In [20]:
# Copyright 2023 Google LLC
#
# Licensed under the Apache License, Version 2.0 (the "License");
# you may not use this file except in compliance with the License.
# You may obtain a copy of the License at
#
#     https://www.apache.org/licenses/LICENSE-2.0
#
# Unless required by applicable law or agreed to in writing, software
# distributed under the License is distributed on an "AS IS" BASIS,
# WITHOUT WARRANTIES OR CONDITIONS OF ANY KIND, either express or implied.
# See the License for the specific language governing permissions and
# limitations under the License.

# Set Up

In [21]:
import bigframes.pandas as bpd

In [22]:
df = bpd.read_gbq("bigquery-public-data.baseball.schedules")[["homeTeamName", "awayTeamName", "duration_minutes"]]
df.peek()

  exec(code_obj, self.user_global_ns, self.user_ns)


Unnamed: 0,homeTeamName,awayTeamName,duration_minutes
36,Reds,Cubs,159
358,Dodgers,Diamondbacks,223
416,Yankees,White Sox,216
523,Rays,Athletics,187
594,Pirates,Brewers,169


# Notes

* The API reference documentation for the `remote_function` can be found at
  https://cloud.google.com/python/docs/reference/bigframes/latest/bigframes.session.Session#bigframes_session_Session_remote_function

* More code samples for `remote_function` can be found in the BigQuery
  DataFrames API reference documentation, e.g.
  * https://cloud.google.com/python/docs/reference/bigframes/latest/bigframes.series.Series#bigframes_series_Series_apply
  * https://cloud.google.com/python/docs/reference/bigframes/latest/bigframes.dataframe.DataFrame#bigframes_dataframe_DataFrame_map
  * https://cloud.google.com/python/docs/reference/bigframes/latest/bigframes.dataframe.DataFrame#bigframes_dataframe_DataFrame_apply

* The following examples are only for the purpose of demonstrating
`remote_function` usage. They are not necessarily the best way to achieve the
end result.

* In the examples in this notebook we are using `reuse=False` just as a caution
  to avoid concurrent runs of this notebook in the same google cloud project
  stepping over each other's remote function deployment. It may not be neccesary
  in a simple use case.

# Self-contained function

Let's consider a scenario where we want to categorize the matches as short,
medium or long duration based on the `duration_minutes` column.

In [23]:
@bpd.remote_function(reuse=False)
def duration_category(duration_minutes: int) -> str:
    if duration_minutes < 90:
        return "short"
    elif duration_minutes < 180:
        return "medium"
    else:
        return "long"

print(f"Created cloud function '{duration_category.bigframes_cloud_function}' and BQ remote function '{duration_category.bigframes_remote_function}'.")

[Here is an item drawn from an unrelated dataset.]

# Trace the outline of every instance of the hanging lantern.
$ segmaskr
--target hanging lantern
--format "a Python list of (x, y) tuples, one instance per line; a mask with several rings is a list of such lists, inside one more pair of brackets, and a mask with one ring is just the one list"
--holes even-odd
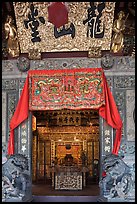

Created cloud function 'projects/bigframes-dev/locations/us-central1/functions/bigframes-session54c8b0-e22dbecc9ec0374bda36bc23df3775b0-g8zp' and BQ remote function 'bigframes-dev._1b6c31ff1bcd5d2f6d86833cf8268317f1b12d57.bigframes_session54c8b0_e22dbecc9ec0374bda36bc23df3775b0_g8zp'.


In [24]:
df1 = df.assign(duration_cat=df["duration_minutes"].apply(duration_category))
df1.peek()

Unnamed: 0,homeTeamName,awayTeamName,duration_minutes,duration_cat
1911,Dodgers,Angels,132,medium
2365,Athletics,Angels,134,medium
1977,Athletics,Angels,139,medium
554,Cubs,Angels,142,medium
654,Astros,Angels,143,medium


# Function referring to variables outside the function body

Let's consider a slight variation of the earlier example where the labels for
the short, medium and long duration matches are defined outside the function
body. They would be captured at the time of `remote_function` deployment and
any change in their values in the notebook after the deployment will not
automatically propagate to the `remote_function`.

In [25]:
DURATION_CATEGORY_SHORT = "S"
DURATION_CATEGORY_MEDIUM = "M"
DURATION_CATEGORY_LONG = "L"

In [26]:
@bpd.remote_function(reuse=False)
def duration_category(duration_minutes: int) -> str:
    if duration_minutes < 90:
        return DURATION_CATEGORY_SHORT
    elif duration_minutes < 180:
        return DURATION_CATEGORY_MEDIUM
    else:
        return DURATION_CATEGORY_LONG

print(f"Created cloud function '{duration_category.bigframes_cloud_function}' and BQ remote function '{duration_category.bigframes_remote_function}'.")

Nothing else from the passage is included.